QuestionHi
I am an Indian Hindu and have been in a relationship with a Pakistani Muslim girl for the past 3 years. we have been working in UK for the past 3 years. My family knew the relationship since the beginning and they have no issues at all, but it was hidden from her parents. Now her parents came to know of the relationship and have been aggressive against it. They have separated us, they have forcibly taken her back to Pakistan. I have no issues with the Islam and have even accepted to convert to Islam, but still there hasn't been any effect. Though i haven't spoken to her parents directly.
Is there any way i can convince her parents? Do you think i should talk to her parents? should i make my parents talk to her's? will it make anything better if i go and talk to them in Pakistan, rather than talking over the phone?
Please guide us?
Awaiting your reply,
Regards
AnswerHi Abhishek,
I'm really sorry to hear that you both have become the victims of something I find simply totally archaic. I am of the opinion that everyone must be responsible for their own lives and I am completely against any notion that parents can tell their children who to marry based on their belief systems. Love is the only true measure in my opinion.
Naturally, you will understand that any advice I would give will be biased and not in tune with what her parents will want to understand because they have been raised to believe that they are the architects of destiny. There is very little you can do to change that, because most people like that simply do not want to hear anything but what they have been taught. To find compromise there has to be a willingness to listen to alternative views, and from my experience, anyone who reacts the way they did is simply beyond being able to accept any other view point than their own.
I do suggest however that you show them that you have class and conviction and speak to them in person , with a calm manner, expressing your views and your love for their daughter. If you however try to push them to accept your viewpoint , you need to understand that these people are fanatically embracing a religion taught to them as opposed to a life of their own choosing and a life of thinking freely for themselves. That being said, keep your chin up and rest assured that what you see is correct in more ways than one. Love is the basis for marriage, not religion , nor what parents may think is best for their offspring.
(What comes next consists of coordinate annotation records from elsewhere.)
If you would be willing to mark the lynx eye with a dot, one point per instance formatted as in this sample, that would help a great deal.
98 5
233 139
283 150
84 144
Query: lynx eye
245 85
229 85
After all, are you not adults and able to make your own decisions?
The only guidance I can give you is to be totally honest and forthright and to show class and consideration for their position, but that you not allow yourself to be held hostage by someone elses' beliefs, because unfortunately, even though they have been held for many centuries, that in itself is not a confirmation of their righteousness.
Good luck to you and I do hope that you have the strength and conviction to deal with this, because it is a very difficult task.